Pour ce qui est de l'ouverture à l'ancien, comme la commission des finances en a exprimé le souhait, une évaluation sera faite. Toutes les précautions nécessaires seront prises, pour éviter notamment que des marchands de sommeil peu scrupuleux n'en profitent pour racheter à bas prix des logements.

M. Dumont et quelques autres de ses collègues défendent aujourd'hui avec vigueur un PTZ qu'ils ont fustigé à sa création. Pour ma part, je ne cherche pas à révolutionner le PTZ qui était et reste une belle idée, mais simplement à l'améliorer. Et le ministère des finances qui juge lui aussi que c'était un excellent dispositif accompagne cette démarche. Nous ne modifions, je l'ai dit, que le carburant du dispositif, lequel sera donc évalué dans les mêmes conditions que le précédent. Cette réforme du PTZ est une vraie grande réforme que l'Assemblée nationale s'honorerait à voter dans un consensus le plus large possible. (Applaudissements sur les bancs du groupe UMP)

M. Jean-Yves Le Bouillonnec - L'Assemblée s'honorera à favoriser l'accession sociale à la propriété. Elle doit donc veiller à ne pas voter de dispositif qui aurait l'effet inverse. Voilà pourquoi nous proposons un amendement 180 de suppression.

Le PTZ était initialement réservé aux primo-accédants à la propriété puis deux exceptions ont été introduites à cette règle avec l'adaptation de leur logement par les personnes handicapées et le rachat d'un logement par des propriétaires ayant perdu leur bien lors d'une catastrophe naturelle.

Monsieur le ministre délégué, puisque vous voulez un PTZ plus social et plus familial, pourquoi ne pas tout simplement modifier les barèmes ? Vous dites qu'il faut ouvrir le dispositif aux acquisitions dans l'ancien, mais c'est déjà le cas, avec des conditions de travaux. Il suffirait donc de les revoir. Le dispositif actuel tient déjà compte de la composition de la famille et du lieu.

Vous ne répondez pas à la question essentielle, qui s'adresse il est vrai davantage au ministre des finances : pourquoi utiliser la technique du crédit d'impôt ? Mieux vaut en rester aux subventions.

Enfin, je confirme que l'économie budgétaire sera l'année prochaine de 300 millions d'euros.
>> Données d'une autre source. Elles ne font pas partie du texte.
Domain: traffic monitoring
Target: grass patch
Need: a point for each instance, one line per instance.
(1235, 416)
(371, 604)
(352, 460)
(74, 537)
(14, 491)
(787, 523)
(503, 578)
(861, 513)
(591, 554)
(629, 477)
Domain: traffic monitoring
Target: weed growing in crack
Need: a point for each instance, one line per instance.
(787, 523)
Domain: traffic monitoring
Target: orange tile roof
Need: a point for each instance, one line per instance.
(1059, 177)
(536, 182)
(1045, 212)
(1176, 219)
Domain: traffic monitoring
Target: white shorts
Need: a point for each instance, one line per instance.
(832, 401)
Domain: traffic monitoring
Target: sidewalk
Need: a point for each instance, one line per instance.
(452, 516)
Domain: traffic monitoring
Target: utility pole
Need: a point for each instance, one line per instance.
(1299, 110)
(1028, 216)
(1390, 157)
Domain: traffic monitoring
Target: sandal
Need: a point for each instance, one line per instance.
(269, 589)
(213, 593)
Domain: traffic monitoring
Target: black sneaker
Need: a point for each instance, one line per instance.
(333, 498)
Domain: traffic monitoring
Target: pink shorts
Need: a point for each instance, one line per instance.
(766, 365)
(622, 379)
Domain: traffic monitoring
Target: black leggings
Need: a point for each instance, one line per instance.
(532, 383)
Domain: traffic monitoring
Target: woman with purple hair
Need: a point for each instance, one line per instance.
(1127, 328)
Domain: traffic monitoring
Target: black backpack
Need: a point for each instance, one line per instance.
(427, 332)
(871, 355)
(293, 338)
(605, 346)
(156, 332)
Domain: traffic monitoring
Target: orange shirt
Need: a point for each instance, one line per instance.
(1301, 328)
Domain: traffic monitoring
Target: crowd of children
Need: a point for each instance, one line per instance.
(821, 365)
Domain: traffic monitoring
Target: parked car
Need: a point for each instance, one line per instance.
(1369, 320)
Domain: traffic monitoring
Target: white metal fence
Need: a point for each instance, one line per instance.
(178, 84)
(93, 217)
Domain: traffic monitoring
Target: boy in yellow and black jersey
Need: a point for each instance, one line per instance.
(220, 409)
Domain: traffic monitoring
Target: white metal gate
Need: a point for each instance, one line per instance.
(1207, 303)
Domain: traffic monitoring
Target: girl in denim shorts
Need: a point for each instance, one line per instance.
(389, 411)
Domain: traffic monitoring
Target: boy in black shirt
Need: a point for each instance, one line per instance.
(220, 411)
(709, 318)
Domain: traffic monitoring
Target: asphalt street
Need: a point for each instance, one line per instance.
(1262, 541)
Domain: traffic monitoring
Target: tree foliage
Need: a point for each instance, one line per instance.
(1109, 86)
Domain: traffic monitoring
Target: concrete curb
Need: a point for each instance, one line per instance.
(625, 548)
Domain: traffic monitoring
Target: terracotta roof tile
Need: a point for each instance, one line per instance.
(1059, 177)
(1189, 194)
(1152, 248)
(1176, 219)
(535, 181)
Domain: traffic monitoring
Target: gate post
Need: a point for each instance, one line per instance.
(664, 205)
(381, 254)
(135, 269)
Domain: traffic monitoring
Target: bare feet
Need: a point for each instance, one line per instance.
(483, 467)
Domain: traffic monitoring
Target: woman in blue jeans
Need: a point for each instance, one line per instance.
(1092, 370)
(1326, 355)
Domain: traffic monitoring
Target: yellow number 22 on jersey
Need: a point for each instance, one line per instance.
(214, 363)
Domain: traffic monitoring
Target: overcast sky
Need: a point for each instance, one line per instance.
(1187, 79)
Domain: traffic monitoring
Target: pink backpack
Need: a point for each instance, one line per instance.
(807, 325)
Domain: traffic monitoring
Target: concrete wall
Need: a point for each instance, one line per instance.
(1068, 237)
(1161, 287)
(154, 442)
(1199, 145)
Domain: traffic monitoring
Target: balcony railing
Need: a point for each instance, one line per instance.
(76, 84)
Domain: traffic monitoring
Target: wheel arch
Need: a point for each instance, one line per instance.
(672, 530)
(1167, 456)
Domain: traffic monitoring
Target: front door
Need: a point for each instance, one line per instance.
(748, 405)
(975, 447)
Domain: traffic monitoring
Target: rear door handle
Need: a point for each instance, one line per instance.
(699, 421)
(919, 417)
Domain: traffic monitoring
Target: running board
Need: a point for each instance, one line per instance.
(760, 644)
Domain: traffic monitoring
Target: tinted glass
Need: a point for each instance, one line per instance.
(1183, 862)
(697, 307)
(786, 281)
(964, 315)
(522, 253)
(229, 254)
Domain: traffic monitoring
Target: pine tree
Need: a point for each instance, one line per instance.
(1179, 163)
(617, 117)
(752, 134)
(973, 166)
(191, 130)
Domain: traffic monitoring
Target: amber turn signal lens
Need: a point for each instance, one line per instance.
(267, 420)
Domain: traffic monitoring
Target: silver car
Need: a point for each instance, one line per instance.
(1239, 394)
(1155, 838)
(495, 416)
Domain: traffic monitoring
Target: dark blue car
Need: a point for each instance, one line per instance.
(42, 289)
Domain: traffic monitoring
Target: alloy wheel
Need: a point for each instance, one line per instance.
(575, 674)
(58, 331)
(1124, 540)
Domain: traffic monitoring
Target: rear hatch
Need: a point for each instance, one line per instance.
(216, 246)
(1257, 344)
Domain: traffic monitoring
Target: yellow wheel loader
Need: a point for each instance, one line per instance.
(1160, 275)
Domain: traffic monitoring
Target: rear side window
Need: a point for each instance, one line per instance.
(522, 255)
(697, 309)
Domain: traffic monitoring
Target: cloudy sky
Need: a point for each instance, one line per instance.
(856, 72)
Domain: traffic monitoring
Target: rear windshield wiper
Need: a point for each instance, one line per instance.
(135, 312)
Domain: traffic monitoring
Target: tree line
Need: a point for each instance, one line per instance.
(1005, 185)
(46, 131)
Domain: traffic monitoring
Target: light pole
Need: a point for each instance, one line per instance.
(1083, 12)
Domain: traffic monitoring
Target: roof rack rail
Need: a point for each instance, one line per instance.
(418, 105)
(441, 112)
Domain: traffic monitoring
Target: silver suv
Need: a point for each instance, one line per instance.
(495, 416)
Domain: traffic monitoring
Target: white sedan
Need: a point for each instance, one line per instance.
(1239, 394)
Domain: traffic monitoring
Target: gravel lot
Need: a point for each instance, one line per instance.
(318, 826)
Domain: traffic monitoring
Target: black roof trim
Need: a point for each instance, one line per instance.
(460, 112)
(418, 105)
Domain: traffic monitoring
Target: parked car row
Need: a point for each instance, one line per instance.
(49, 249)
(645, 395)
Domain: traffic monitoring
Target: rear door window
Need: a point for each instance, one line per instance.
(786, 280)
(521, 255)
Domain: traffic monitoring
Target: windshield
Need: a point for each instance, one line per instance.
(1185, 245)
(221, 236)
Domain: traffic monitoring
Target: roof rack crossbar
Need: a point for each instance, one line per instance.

Vous dites que l'effort culminera quand il y aura cinq générations de prêts en cours. C'est donc en 2010 que cela se produira. Nous sommes en 2004. Je ne trouve pas d'explications justifiant le changement de technique.

M. le Rapporteur général - La commission a repoussé cet amendement. Monsieur Le Bouillonnec, nous avons affaire à une vraie, une grande, une belle réforme, qui va élargir l'accession sociale à la propriété. Il faut savoir reconnaître les améliorations. Votre amendement de suppression n'a pas de sens.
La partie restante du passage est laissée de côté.